The plaintiff sued to recover the amount alleged to be due upon a policy of insurance issued to him by defendant, covering a house and a stock of merchandise therein at Seaboard, N.C.
Among other defenses, the defendant set up that the policy had been forfeited by the plaintiff: (1) because he had procured additional insurance with other companies on the same property without giving notice to defendant and having its consent endorsed on the policy, as was stipulated therein should be done; and (2) that the plaintiff had *Page 78 contracted, at the time the policy was issued, that a clerk should sleep in the house, which it was insisted was a material fact, in that it made the risk less hazardous.
It was in evidence that Mr. Hay, of Raleigh, was the general (109) agent of the defendant, with authority to appoint subagents, write and issue policies, and collect premiums; that he had appointed one Joyner as agent — "a soliciting agent" — at Seaboard, with power and instructions to fill up applications and forward them to the general agent, who, if approved, would issue policies and send them to the assured through the sub or soliciting agent. Joyner procured the insurance for the plaintiffs, forwarded their application, and, upon receipt of the policy, delivered it to plaintiffs, and subsequently gave permission to the plaintiffs to take out additional insurance in other companies, and endorsed the consent of the defendant on the policy by pasting thereon the printed form for that purpose which had been furnished him by the company. Joyner also testified that he understood he had the authority to endorse the consent.
There was a statement in the application that a clerk then slept in the house, but there was no agreement or warranty on the part of the plaintiffs that he should continue to sleep therein during the continuance of the policy.
There was judgment for plaintiffs, from which defendant appealed. The learned counsel for the defendant properly and frankly concede that the principal defenses are, (1) other insurance taken out by plaintiffs without notice and without defendant's consent thereto endorsed on the policy; (2) breach of warranty that a clerk should sleep in the store.

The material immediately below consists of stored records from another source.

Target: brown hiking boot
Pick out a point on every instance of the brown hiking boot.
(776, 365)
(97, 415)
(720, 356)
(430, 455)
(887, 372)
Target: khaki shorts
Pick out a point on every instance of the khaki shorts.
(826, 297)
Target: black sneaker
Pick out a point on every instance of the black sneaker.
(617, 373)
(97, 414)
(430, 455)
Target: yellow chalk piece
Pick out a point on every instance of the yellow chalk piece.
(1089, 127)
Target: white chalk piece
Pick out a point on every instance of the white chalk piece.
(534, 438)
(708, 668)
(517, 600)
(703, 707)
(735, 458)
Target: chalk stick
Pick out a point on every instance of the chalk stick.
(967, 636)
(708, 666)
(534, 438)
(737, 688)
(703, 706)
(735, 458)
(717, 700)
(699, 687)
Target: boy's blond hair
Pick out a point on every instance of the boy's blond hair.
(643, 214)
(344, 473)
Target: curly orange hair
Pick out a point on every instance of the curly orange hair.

As to the first defense, consent to the additional insurance was endorsed on the policy by the attachment of the usual printed form used by the company for that purpose and signed by its agent, who had (110) procured this insurance. The jury found, in response to the issue submitted to them, that such additional insurance was made known to the defendant, and that the endorsement of its consent was authorized. It is sufficient for us to say that there was evidence sufficient to go to the jury tending to prove such finding. Though it was agreed that additional insurance should be made known to the company, and its consent thereto endorsed on the policy, it is not stated in the policy who, or that any particular officer or agent, should be authorized to accept notice of additional insurance and endorse defendant's consent *Page 79 thereto upon the policy, or that such consent should be endorsed at the home office or other particular place.

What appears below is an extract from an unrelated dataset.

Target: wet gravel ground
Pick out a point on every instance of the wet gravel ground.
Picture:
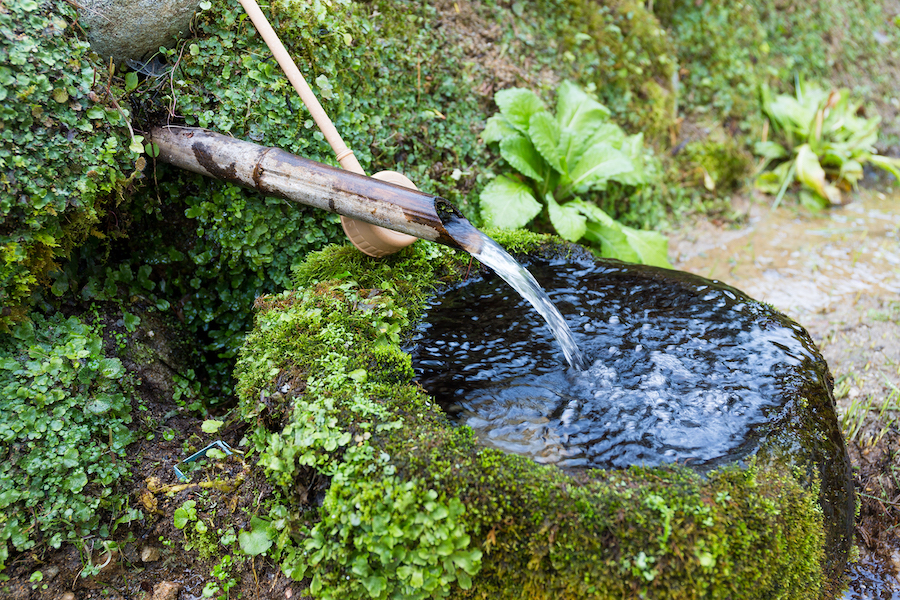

As to the second ground of defense, there was a statement in the application that a clerk then slept in the store, but there was no agreement or warranty that a clerk should continue to sleep in the store during the continuance of the policy. There is evidence from defendant that whether the clerk slept in the store or not, it would not have affected the rate paid, and there is no evidence tending to show that the defendant was prejudiced by the failure of the clerk to sleep there. This was not a continuing warranty. Aurora Ins. Co. v. Eddy, 50 Ill. 106; Schmidt v. Ins.Co., 41 Ill. 295; Wood on Ins., secs. 167, 168, 171, 176, and cases there cited. A case exactly "on all fours" is Frisbie v. Ins. Co., 27 Pa. St., 325, in which these same words in the application, "clerk sleeps in store," were held to be merely a warranty in presenti, and not that a clerk should continue to sleep there.
These are the principal contentions. There were other exceptions sufficiently numerous and ingenious, but we fail to see, upon considering them, that the defendant has been deprived of any substantial right or benefit which he was entitled to upon the trial.
No error.
Cited: Wood v. R. R., 118 N.C. 1065.